Photo de la boite de Lure of the Temptress
Lure of the Temptress, capture d'écran Lure of the Temptress, capture d'écran Lure of the Temptress, capture d'écran
Étrangement, l'association entre point & click et heroic fantasy n'a été utilisée que parcimonieusement par les développeurs de jeux vidéo ces vingt dernières années. Il existe pourtant quelques perles réunissant avec brio ces deux univers, à commencer par le titre qui nous intéresse aujourd'hui.
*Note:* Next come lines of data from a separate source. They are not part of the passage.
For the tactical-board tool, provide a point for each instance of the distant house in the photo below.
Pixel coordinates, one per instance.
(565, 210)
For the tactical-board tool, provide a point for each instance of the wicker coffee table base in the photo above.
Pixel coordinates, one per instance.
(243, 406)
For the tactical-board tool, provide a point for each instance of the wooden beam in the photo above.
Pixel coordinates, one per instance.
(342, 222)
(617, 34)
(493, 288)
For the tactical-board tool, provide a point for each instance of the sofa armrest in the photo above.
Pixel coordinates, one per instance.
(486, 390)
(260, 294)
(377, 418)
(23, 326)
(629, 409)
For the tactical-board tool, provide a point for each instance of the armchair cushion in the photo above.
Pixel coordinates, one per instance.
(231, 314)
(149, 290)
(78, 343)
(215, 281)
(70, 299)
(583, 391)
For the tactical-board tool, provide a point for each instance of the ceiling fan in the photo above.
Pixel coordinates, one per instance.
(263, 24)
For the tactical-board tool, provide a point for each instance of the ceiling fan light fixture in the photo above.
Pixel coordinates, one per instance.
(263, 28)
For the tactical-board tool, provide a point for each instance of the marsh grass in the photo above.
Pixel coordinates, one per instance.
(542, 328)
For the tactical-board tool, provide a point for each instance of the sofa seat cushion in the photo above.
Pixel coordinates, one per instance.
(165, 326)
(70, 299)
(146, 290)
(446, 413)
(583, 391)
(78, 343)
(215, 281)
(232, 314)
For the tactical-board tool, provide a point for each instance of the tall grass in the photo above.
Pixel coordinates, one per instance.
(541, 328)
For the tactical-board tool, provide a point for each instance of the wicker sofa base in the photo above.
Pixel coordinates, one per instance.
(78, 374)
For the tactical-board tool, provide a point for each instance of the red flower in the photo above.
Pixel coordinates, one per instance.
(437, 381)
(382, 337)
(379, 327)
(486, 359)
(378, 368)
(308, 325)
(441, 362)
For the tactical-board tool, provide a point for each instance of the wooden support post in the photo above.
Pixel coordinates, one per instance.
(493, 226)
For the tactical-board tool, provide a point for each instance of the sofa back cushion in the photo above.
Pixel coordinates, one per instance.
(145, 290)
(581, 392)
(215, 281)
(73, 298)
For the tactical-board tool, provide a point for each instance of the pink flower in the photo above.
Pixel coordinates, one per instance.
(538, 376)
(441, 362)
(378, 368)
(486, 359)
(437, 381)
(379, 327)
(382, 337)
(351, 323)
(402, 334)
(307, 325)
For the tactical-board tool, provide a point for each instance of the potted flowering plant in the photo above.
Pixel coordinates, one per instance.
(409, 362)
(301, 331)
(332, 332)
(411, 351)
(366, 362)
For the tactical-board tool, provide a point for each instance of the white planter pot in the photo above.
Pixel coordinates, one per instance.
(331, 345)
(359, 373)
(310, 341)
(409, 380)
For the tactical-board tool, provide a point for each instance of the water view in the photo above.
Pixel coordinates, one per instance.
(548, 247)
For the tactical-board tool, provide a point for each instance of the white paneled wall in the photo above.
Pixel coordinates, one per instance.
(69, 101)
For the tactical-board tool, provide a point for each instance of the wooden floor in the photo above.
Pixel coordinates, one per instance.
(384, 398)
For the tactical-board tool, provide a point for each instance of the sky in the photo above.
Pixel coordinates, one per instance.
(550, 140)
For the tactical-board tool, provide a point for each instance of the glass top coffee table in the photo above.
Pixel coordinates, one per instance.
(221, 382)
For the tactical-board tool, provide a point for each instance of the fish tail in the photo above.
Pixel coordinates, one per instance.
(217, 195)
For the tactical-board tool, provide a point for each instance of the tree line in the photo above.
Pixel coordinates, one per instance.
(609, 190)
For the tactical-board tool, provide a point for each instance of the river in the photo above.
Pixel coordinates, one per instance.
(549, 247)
Lure of the Temptress, commercialisé en 1992, fut le premier jeu d'un petit studio de développement britannique baptisé Revolution Software, studio qui connaîtra la consécration dans le milieu des années 90 avec la saga Broken Sword, plus connue dans nos contrées sous le patronyme « Les Chevaliers de Baphomet ». C'est pourtant avec des softs comme Lure of the Temptress ou Beneath a Steel Sky sorti deux ans plus tard, que la firme put acquérir suffisamment d'expérience dans le domaine du jeu d'aventure pour concurrencer la référence Lucas Arts sur son propre terrain. Retour sur les débuts d'un développeur culte...

Quand un pécore se découvre une âme de héros...

Comme mentionné en introduction, LOTT prend place dans un contexte médiéval. Après des décennies de guerre, le Roi est enfin parvenu à instaurer une paix durable au sein de son royaume, gommant les querelles entre ses sujets et faisant prospérer l'agriculture. Un beau jour, le souverain se rendit, suivi de sa cour, dans un village pour disputer une partie de chasse dans les environs, offrant à un jeune paysan du nom de Diermot de gagner quelques pièces d'or en œuvrant comme rabatteur. Hélas, cette apparente tranquillité allait bientôt prendre fin avec l'arrivée d'un messager, informant le roi d'une révolte menée par une enchanteresse du nom de Séléna, dans le lointain village de Turnvale. Prudent, Diermot prit le parti de s'éclipser discrètement afin d'éviter de courir au devant des ennuis. Le destin allait en décider autrement, puisque sa monture décida de son propre chef de suivre le souverain et sa garde, chevauchant jusqu'à Turnvale. Il s'avéra qu'il s'agissait d'un piège, et que Séléna avait levé une armée de créatures inhumaines : les Skorls. Tombé dans une embuscade, le contingent fut décimé et le roi tué, ne laissant que quelques survivants. Diermot, quant à lui, fut désarçonné dès le début de la bataille et perdit connaissance suite à sa chute. Il ne se réveilla que quelques heures plus tard, dans une cellule perdue au fin fond du donjon de Turnvale. Vous l'aurez compris, c'est ce parfait anti-héros que vous serez amené à incarner. Le but de l'aventure consistera dans un premier temps à vous évader de votre cellule, mais évoluera bien vite pour vous faire assumer un rôle actif dans la chute de Séléna. L'occasion de vous apercevoir qu'un Mal bien plus grand est à l’œuvre, et que l'ensorceleuse n'est finalement que le simple pantin d'un démon ancestral.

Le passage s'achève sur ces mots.